Korotimi Sanou est membre de l’association Maïa de Bobo-Dioulasso. L’association fait partie du Réseau ouest-africain des associations et ONG de lutte contre les violences basées sur le genre (ROAO-LVBG). C’est dans ce cadre qu’elle a participé à cette activité qui s’inscrit dans la vulgarisation de l’agenda Femmes, Paix et Sécurité. Tenu du 18 au 19 août 2026 à Manga, l’atelier a bénéficié du soutien financer de l’ONG Diakonia.
Pleinement engagés dans la lutte contre les VBG et la promotion de la paix, les membres s’investissent dans les activités de sensibilisation.

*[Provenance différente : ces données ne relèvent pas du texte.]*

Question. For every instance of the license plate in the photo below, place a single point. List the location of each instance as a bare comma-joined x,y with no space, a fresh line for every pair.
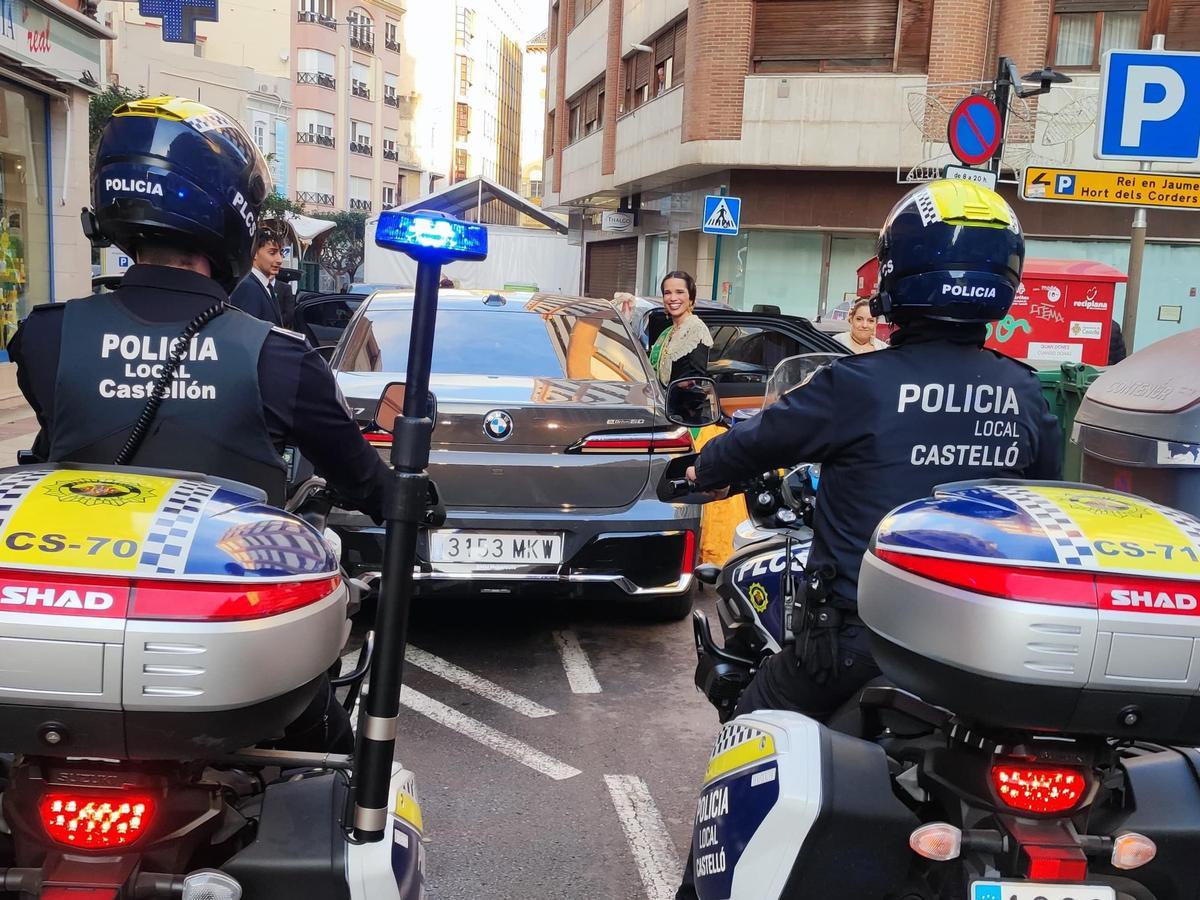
453,546
1030,891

« J’ai déjà eu à prendre part à une formation sur la résolution 1325. Mais, pour l’agenda Femmes, Paix et Sécurité, c’est la première fois », dit Korotimi Sanou.
Elle ajoute : « Nous avons compris que les femmes doivent être prises en compte dans les prises de décision. Il y a quatre piliers dans la résolution 1325. C’est la participation, la protection, la prévention, le secours et le relèvement ».
Elle indique que la voix des femmes compte dans les prises de décision. Les femmes doivent également être protégées et mises à l’abri des conflits y compris toutes les couches sociales.
« La femme a un rôle important à jouer dans le maintien de la paix car la paix et le vivre-ensemble commencent dans la famille avant de s’étendre à la communauté et partant de là, à tout le pays », explique-t-elle.